8. Le requérant, immédiatement interpellé par les policiers, fut conduit au commissariat de police. Il fut poursuivi par le procureur de la République pour offense au président de la République, délit prévu et réprimé par l’article 26 de la loi du 29 juillet 1881 (paragraphe 16 ci-dessous). Une convocation devant le tribunal correctionnel lui fut remise le jour même.

9. Par un jugement du 6 novembre 2008, le tribunal de grande instance de Laval déclara le requérant coupable du délit d’offense au président de la République et le condamna à trente euros (EUR) d’amende avec sursis. Le tribunal se prononça comme suit :

« (...) Le jour de la visite du Président (...) le prévenu (...) a cru bon de brandir un petit écriteau sur lequel était inscrite la copie conforme servie à froid d’une réplique célèbre inspirée par un affront immédiat.

Si le prévenu n’avait pas eu l’intention d’offenser, mais seulement l’intention de donner une leçon de politesse incongrue, il n’aurait pas manqué de faire précéder la phrase « casse toi pov’con » par une formule du genre « on ne dit pas ».

En faisant strictement sienne la réplique, il ne peut valablement soutenir qu’il n’avait pas l’intention d’offenser.
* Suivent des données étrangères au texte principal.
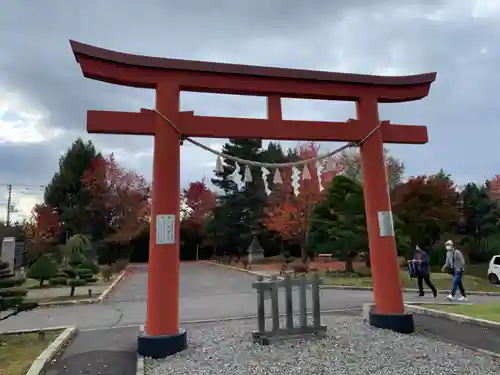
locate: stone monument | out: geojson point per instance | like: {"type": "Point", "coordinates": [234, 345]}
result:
{"type": "Point", "coordinates": [255, 250]}
{"type": "Point", "coordinates": [8, 254]}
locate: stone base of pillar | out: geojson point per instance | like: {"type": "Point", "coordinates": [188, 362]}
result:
{"type": "Point", "coordinates": [401, 323]}
{"type": "Point", "coordinates": [161, 346]}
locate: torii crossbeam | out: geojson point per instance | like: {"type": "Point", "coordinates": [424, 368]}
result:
{"type": "Point", "coordinates": [169, 77]}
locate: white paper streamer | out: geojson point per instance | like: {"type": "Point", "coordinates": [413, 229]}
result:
{"type": "Point", "coordinates": [330, 164]}
{"type": "Point", "coordinates": [236, 176]}
{"type": "Point", "coordinates": [319, 170]}
{"type": "Point", "coordinates": [296, 180]}
{"type": "Point", "coordinates": [265, 172]}
{"type": "Point", "coordinates": [248, 174]}
{"type": "Point", "coordinates": [277, 177]}
{"type": "Point", "coordinates": [306, 175]}
{"type": "Point", "coordinates": [218, 165]}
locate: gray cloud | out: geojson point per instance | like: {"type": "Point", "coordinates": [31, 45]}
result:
{"type": "Point", "coordinates": [458, 39]}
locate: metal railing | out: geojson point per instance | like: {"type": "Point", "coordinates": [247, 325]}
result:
{"type": "Point", "coordinates": [270, 289]}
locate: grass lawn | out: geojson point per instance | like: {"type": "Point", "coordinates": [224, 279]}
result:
{"type": "Point", "coordinates": [17, 352]}
{"type": "Point", "coordinates": [487, 311]}
{"type": "Point", "coordinates": [35, 284]}
{"type": "Point", "coordinates": [442, 281]}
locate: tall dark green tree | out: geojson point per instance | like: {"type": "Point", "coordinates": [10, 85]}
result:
{"type": "Point", "coordinates": [66, 192]}
{"type": "Point", "coordinates": [480, 218]}
{"type": "Point", "coordinates": [338, 224]}
{"type": "Point", "coordinates": [239, 212]}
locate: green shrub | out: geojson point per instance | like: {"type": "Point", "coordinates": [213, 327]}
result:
{"type": "Point", "coordinates": [84, 273]}
{"type": "Point", "coordinates": [11, 295]}
{"type": "Point", "coordinates": [76, 282]}
{"type": "Point", "coordinates": [119, 265]}
{"type": "Point", "coordinates": [88, 264]}
{"type": "Point", "coordinates": [75, 260]}
{"type": "Point", "coordinates": [106, 272]}
{"type": "Point", "coordinates": [69, 272]}
{"type": "Point", "coordinates": [58, 281]}
{"type": "Point", "coordinates": [43, 269]}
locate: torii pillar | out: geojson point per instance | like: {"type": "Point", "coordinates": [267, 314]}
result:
{"type": "Point", "coordinates": [169, 77]}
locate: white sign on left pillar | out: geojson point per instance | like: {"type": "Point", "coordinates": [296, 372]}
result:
{"type": "Point", "coordinates": [165, 229]}
{"type": "Point", "coordinates": [385, 224]}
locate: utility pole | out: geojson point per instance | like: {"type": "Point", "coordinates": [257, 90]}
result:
{"type": "Point", "coordinates": [9, 203]}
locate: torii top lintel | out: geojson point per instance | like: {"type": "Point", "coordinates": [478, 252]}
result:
{"type": "Point", "coordinates": [146, 72]}
{"type": "Point", "coordinates": [274, 83]}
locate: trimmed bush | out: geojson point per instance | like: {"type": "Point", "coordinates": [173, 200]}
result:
{"type": "Point", "coordinates": [11, 295]}
{"type": "Point", "coordinates": [106, 272]}
{"type": "Point", "coordinates": [69, 272]}
{"type": "Point", "coordinates": [84, 273]}
{"type": "Point", "coordinates": [43, 269]}
{"type": "Point", "coordinates": [76, 282]}
{"type": "Point", "coordinates": [58, 281]}
{"type": "Point", "coordinates": [88, 264]}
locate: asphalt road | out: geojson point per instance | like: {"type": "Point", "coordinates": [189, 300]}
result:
{"type": "Point", "coordinates": [206, 292]}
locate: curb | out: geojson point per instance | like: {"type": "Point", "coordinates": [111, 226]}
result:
{"type": "Point", "coordinates": [346, 287]}
{"type": "Point", "coordinates": [139, 368]}
{"type": "Point", "coordinates": [452, 316]}
{"type": "Point", "coordinates": [88, 301]}
{"type": "Point", "coordinates": [236, 268]}
{"type": "Point", "coordinates": [38, 366]}
{"type": "Point", "coordinates": [113, 285]}
{"type": "Point", "coordinates": [409, 290]}
{"type": "Point", "coordinates": [367, 307]}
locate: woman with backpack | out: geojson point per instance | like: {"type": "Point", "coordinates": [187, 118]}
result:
{"type": "Point", "coordinates": [455, 266]}
{"type": "Point", "coordinates": [422, 271]}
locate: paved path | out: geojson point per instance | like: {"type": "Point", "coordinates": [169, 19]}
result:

La question du deux poids, deux mesures, évidemment sous-jacente, ne se pose même pas, puisque la loi entend protéger la fonction de président de la République, et que Monsieur Eon ne peut se targuer comme simple citoyen d’être traité d’égal à égal.

Le délit d’offense au président de la République est ainsi parfaitement caractérisé (...) »
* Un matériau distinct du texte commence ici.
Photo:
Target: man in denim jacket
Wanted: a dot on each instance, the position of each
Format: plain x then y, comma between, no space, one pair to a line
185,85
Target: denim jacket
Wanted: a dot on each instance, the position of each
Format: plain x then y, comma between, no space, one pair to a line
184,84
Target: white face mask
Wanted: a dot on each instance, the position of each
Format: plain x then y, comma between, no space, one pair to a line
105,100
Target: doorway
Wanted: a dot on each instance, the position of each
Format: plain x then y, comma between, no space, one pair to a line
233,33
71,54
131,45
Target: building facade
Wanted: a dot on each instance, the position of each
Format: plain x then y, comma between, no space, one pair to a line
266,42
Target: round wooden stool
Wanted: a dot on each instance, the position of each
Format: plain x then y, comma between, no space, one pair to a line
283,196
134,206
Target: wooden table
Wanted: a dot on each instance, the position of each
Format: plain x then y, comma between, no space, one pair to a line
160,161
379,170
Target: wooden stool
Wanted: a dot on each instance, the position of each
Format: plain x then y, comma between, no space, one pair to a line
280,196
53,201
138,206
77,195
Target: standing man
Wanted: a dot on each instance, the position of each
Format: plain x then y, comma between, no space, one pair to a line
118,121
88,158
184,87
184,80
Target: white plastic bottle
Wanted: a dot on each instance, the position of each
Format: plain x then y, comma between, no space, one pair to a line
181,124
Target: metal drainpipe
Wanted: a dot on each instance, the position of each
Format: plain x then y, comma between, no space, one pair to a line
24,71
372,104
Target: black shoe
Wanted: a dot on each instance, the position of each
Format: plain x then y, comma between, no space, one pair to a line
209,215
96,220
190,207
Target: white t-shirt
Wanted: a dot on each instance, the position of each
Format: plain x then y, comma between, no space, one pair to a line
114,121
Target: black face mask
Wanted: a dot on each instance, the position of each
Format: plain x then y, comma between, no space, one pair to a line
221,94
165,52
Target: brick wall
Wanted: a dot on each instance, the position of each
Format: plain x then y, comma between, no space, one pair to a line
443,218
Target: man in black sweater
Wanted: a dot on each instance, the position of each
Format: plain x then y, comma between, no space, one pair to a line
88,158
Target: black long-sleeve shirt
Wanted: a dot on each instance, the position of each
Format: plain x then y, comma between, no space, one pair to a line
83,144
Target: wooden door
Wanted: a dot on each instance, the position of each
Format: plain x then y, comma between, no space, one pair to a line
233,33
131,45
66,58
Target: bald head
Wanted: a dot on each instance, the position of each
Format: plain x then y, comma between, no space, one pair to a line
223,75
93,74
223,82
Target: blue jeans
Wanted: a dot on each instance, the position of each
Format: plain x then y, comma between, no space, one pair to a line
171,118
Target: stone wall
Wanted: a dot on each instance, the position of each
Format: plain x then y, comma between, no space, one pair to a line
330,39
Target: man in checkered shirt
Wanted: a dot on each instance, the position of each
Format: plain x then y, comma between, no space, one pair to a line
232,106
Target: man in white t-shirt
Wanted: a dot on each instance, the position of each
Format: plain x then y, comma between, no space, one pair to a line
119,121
Sur la peine, le tribunal releva qu’au regard tant des circonstances que des revenus modiques du requérant (quatre cent cinquante EUR par mois), un simple avertissement s’imposait, lequel se matérialisa par une amende qualifiée « de principe » par les juges.

10. Le requérant et le ministère public interjetèrent appel.
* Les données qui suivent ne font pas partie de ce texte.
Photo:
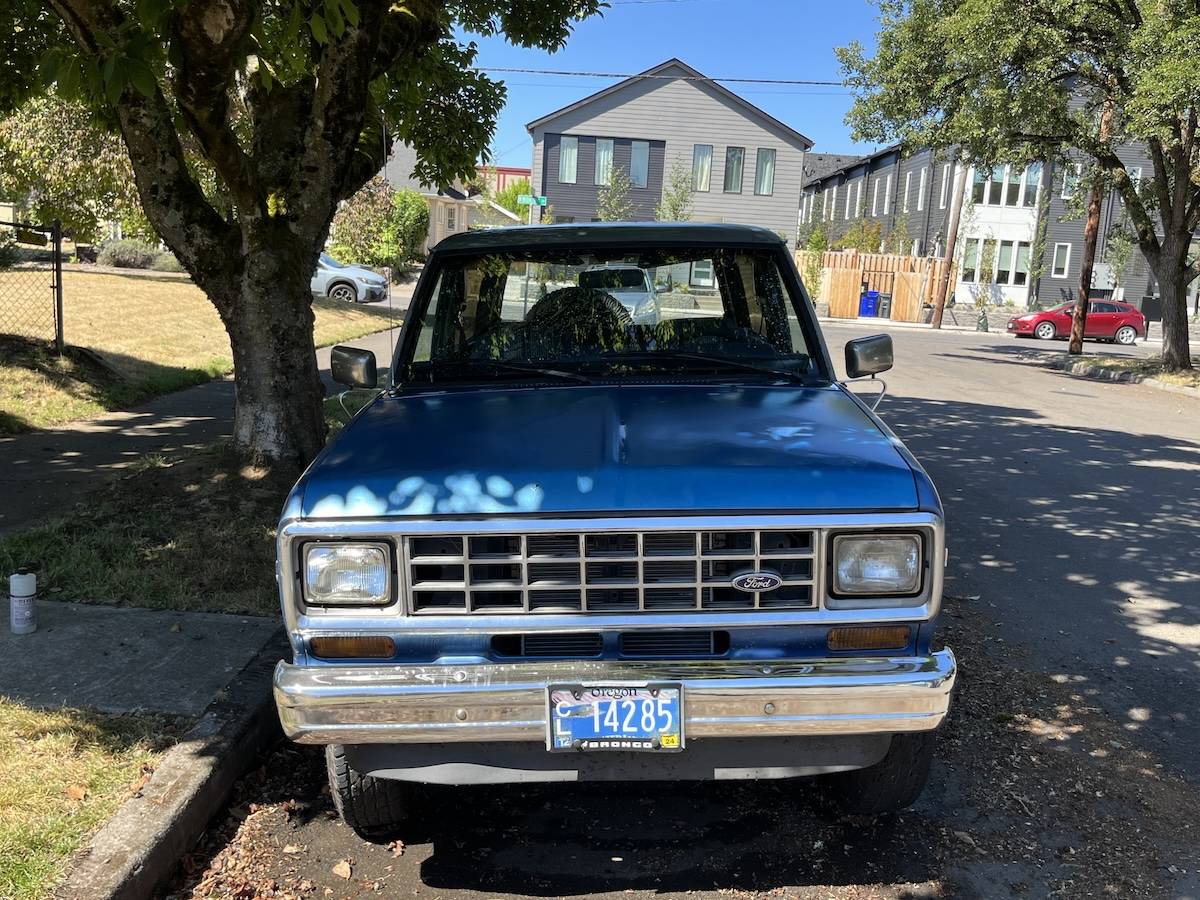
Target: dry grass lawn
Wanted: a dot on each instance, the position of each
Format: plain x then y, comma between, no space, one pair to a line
159,334
63,773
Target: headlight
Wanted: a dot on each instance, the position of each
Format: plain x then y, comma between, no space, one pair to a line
876,564
347,574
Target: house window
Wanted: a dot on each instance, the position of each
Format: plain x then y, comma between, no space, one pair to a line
979,186
1061,261
1021,271
701,275
765,173
1032,179
971,261
604,161
735,156
1005,263
1013,195
996,186
568,155
1071,177
701,166
640,163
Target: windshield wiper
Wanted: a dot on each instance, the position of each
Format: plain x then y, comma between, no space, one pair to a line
725,363
496,365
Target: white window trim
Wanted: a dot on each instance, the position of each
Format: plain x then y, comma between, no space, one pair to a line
1066,262
575,175
1079,173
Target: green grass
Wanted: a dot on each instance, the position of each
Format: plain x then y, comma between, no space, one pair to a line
63,774
154,335
1150,367
193,533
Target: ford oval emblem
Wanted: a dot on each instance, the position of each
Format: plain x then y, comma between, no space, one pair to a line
757,582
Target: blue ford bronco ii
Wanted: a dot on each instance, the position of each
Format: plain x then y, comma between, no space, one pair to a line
581,535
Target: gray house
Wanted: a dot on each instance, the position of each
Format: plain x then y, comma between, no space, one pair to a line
745,166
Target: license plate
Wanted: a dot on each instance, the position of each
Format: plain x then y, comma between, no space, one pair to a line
642,718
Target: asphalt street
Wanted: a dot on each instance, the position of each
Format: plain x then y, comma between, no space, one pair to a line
1067,767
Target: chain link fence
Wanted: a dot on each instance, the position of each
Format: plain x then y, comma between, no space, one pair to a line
31,281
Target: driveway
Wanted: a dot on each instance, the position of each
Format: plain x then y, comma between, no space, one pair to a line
1067,768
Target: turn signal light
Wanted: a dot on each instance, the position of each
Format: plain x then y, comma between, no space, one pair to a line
353,647
868,637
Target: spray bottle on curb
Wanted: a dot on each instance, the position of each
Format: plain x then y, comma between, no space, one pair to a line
22,611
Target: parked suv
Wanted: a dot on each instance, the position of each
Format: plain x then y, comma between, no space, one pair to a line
564,544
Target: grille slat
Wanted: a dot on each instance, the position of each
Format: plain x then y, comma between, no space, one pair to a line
607,571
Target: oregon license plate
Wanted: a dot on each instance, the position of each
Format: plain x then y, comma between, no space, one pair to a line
616,717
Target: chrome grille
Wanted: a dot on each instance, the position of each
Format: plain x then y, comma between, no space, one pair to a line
606,571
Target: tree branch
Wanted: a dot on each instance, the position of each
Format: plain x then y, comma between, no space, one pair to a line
211,42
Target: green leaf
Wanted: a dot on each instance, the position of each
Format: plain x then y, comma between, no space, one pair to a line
143,78
317,23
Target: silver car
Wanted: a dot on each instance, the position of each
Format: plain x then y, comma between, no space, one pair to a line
352,283
629,285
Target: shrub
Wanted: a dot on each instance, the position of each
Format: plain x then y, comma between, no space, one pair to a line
166,262
412,226
127,255
9,251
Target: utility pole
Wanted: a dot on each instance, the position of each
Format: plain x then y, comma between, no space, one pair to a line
1091,233
952,237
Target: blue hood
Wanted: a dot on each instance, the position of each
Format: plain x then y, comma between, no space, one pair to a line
609,449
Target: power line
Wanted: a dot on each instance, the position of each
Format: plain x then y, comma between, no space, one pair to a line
664,77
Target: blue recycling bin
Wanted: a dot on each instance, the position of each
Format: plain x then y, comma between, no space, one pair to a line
868,303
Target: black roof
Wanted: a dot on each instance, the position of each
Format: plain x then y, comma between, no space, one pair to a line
613,234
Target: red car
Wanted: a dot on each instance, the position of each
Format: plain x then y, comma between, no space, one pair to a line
1107,321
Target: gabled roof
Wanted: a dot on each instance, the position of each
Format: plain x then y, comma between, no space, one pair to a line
688,72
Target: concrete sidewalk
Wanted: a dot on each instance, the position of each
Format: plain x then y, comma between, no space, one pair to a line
45,473
120,660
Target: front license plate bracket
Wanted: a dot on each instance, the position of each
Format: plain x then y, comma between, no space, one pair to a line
631,718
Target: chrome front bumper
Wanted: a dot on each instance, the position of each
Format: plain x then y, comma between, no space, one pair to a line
384,705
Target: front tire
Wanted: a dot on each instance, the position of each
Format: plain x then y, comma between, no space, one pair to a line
343,293
888,786
376,808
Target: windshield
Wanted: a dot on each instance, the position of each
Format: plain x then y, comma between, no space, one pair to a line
611,315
11. Par un arrêt du 24 mars 2009, la cour d’appel d’Angers confirma le jugement en toutes ses dispositions. Sur la culpabilité du requérant, elle motiva son arrêt comme suit :

« Sur la culpabilité (…)

La matérialité des faits

La définition du « Petit Larousse », dans ses éditions de 1959, 2002 et 2006, ne varie quasiment pas : « l’offense est une notion qui se définit par une parole ou une action qui blesse quelqu’un dans sa dignité, dans son honneur ; en droit, c’est la dénomination particulière de l’outrage envers les chefs d’état (1959) ou encore outrage commis publiquement envers le président de la République (...) et qui constitue un délit » (2006).

La jurisprudence admet que le délit est matériellement constitué par toute expression offensante ou de mépris, par toute imputation diffamatoire qui, à l’occasion, tant de l’exercice de la première magistrature de l’Etat, que de la vie privée du président de la République, est de nature à l’atteindre dans son honneur ou dans sa dignité ou dans sa considération. Il n’est pas nécessaire d’épiloguer longuement sur le fait que qualifier le président de la République de « pauvre con » revient à l’offenser.